VIVO operated as a registered nonprofit with governance by a volunteer board and staff including directors, programmers, technicians, and archivists; it liaised with networks such as the Council of Canadian Filmmakers and the Association of Independent Video and Filmmakers. Funding sources included project grants from Canada Council for the Arts, operational support from City of Vancouver arts grants, foundation support from organizations like Vancouver Foundation and BC Gaming Policy and Enforcement Branch allocations, and earned revenue from rentals and membership.

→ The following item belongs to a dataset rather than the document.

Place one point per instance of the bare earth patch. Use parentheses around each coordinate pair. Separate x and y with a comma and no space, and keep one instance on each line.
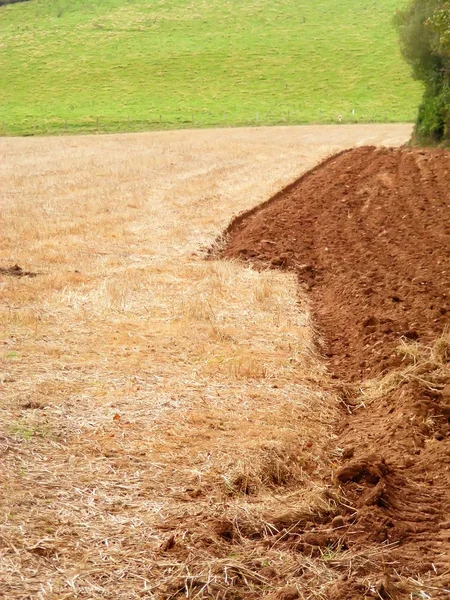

The centre navigated nonprofit challenges similar to those faced by arts organizations like Access Gallery, Western Front, and grunt gallery, responding to shifts in cultural policy under federal initiatives such as Canada Periodical Fund adjustments and municipal zoning debates.
Artists and projects associated with the centre spanned practitioners and collectives such as Stan Douglas, Geoffrey Farmer, Rebecca Belmore, Jeff Wall, Michael Snow, David Rimmer, Carolyn Kanes, Norman McLaren, John Greyson, Martha Rosler, Jenny Holzer, Shirley Tse, Bruce Conner, Anne-Marie Béland, Tom Sherman, Lisa Steele, Kim Tomczak, Dara Birnbaum, Barbara Hammer, Peggy Ahwesh, Peter Mettler, Allan Sekula, Guy Maddin, Gillian Wearing, Angela Melitopoulos, Seymour Chwast, Donna Haraway, Donna Cameron, Sadie Benning, Mieke Bal, James Coleman, Hito Steyerl, and collectives like General Idea, Turbulent Media, and Centre for Experimental Media Art. Signature projects included preservation campaigns, community documentary series, and touring video compilations that circulated through institutions such as European Media Art Festival, Transmediale, Arsenal – Institut für Film und Videokunst, and International Short Film Festival Oberhausen.